Burning REITs in Data Centers – Should You Invest?

If you’ve been on the right side of the grass in the past decade, you’ve probably noticed that almost everything in the software and computing world has moved to the cloud.

Google, Amazon, Facebook, Apple, Microsoft – all the big boys run their platforms via the cloud. The sheer number of servers required to perform these operations is overwhelming. In addition to these large companies, countless thousands of smaller companies also use the cloud to run their software services. CRM companies, social media, podcasting, blogging, etc. all need server farm space to function.

In addition to this already expanding trend, the COVID-19 crisis and the associated shift from physical office space to digital work have greatly accelerated the need for more digital space for working and communicating from home.

Data center drivers

On the surface, data centers just seem like big boxes, much like other industrial real estate investments like warehouses that house those huge servers. However, unlike industrial real estate, where things like ceiling heights and loading bays are paramount, much of the capital in data centers is invested in the electrical, HVAC and power distribution infrastructure to ensure that the servers have the energy and climate they need and maintained to use.

There may be interesting opportunities for real estate investors to own data centers and benefit from the ever-increasing storage requirements in our digital world.

We can look at the big data center REITs for some insight into how the room works. Hoya Capital recently did a nice rundown where you can see that the data center REITs are on fire, making 17-28% annual profits over the past five years.

In short, the data center space is mainly determined by the location and whether the center provides pure wholesale storage to customers or creates value through colocation and interconnection. The most conveniently located centers can benefit customers by putting together servers from companies that work together and charge premium rates over a simpler wholesale approach.

Do you need to understand the cloud to invest in data centers?

Owning a data center is like selling picks and shovels to the gold diggers during a gold rush. Instead of having to know exactly how, when or where the next technological innovations will take place, you can simply deliver the critical real estate services that are needed regardless of the changes taking place. Rather than having to pick the right tech company or stock to drive demand for the data, we can simply align ourselves with this broader trend and take advantage of every horse that wins the race.

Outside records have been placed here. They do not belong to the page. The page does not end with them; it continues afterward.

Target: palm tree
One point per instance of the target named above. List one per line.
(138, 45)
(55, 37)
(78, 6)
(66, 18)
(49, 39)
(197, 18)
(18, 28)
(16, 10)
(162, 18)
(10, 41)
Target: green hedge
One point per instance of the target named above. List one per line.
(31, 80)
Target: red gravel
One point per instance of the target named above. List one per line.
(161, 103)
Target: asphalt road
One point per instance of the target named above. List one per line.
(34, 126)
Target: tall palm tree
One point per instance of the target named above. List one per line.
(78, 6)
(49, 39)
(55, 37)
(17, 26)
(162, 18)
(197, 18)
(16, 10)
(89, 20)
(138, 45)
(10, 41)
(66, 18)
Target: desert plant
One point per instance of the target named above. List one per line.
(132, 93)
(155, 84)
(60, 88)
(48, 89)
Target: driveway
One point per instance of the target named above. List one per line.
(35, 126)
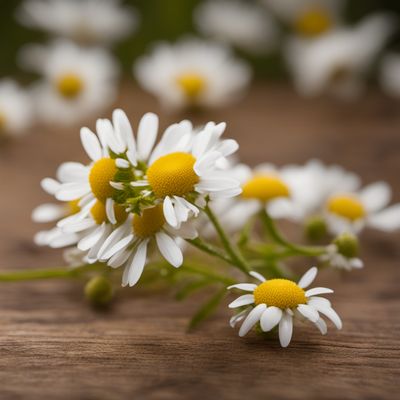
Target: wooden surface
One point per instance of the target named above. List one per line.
(53, 346)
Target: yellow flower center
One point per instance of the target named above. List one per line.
(280, 293)
(347, 206)
(313, 22)
(99, 214)
(102, 172)
(69, 85)
(192, 84)
(173, 175)
(265, 188)
(150, 222)
(73, 207)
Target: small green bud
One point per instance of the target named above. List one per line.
(315, 228)
(347, 245)
(99, 291)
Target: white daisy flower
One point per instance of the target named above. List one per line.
(15, 109)
(278, 301)
(77, 82)
(84, 21)
(338, 62)
(245, 25)
(184, 168)
(308, 18)
(127, 245)
(390, 74)
(351, 212)
(192, 73)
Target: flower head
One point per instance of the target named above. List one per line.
(192, 73)
(278, 301)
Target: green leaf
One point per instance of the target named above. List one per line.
(207, 309)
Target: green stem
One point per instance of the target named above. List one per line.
(279, 238)
(50, 273)
(234, 253)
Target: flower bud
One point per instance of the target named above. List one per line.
(99, 291)
(347, 245)
(315, 228)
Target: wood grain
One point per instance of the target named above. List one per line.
(52, 346)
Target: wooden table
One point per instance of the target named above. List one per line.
(53, 346)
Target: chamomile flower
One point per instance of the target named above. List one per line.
(390, 74)
(308, 18)
(338, 62)
(15, 109)
(182, 173)
(278, 301)
(76, 83)
(84, 21)
(127, 245)
(245, 25)
(351, 212)
(192, 73)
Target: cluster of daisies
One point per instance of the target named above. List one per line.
(138, 200)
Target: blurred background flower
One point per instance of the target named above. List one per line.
(74, 56)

As a potential landlord to tenants such as Amazon, IBM, Intel, Oracle, Salesforce, or a number of other providers, you will not own the servers; these belong to the tenants. Landlords own the building and the infrastructure that enables the servers to operate. The tenants usually own and manage the servers directly, so no cloud computing expert is required.

Data centers have the added benefit of being resilient during economic downturns. Unlike some other forms of real estate such as hotels, retail, industrial, and some types of housing, data center space is likely to be resilient in the face of a recession.

While it’s true that companies can cut IT budgets in difficult economic conditions, these data centers are critical to the backbone of the Internet, which goes nowhere. Are you going to stop using your smartphone because of a recession? People will continue to use social media, communicate, and do business online even during a downturn. The Internet of Things and 5G connectivity will continue to give the industry a tailwind in the years to come.

I’m looking forward to

In terms of risk, one of the biggest potential downsides is simply the complexity and scale that it takes to get into the area. Another reason is that the sector has seen a lot of exciting growth and hence capital is flowing. Newer, more highly technical buildings are constantly going online and there is a risk of oversupply if more operators enter the area.

It’s unlikely that a small, new investor could just step in. It may make most sense to own one of the listed REITs or join a syndication as a limited partner in order to get exposure to this asset class.

If you’re interested in this asset class, this article is just the beginning. There is an entirely separate class of terminology and research that you need to understand the space. If it piques your interest, the rest is up to you.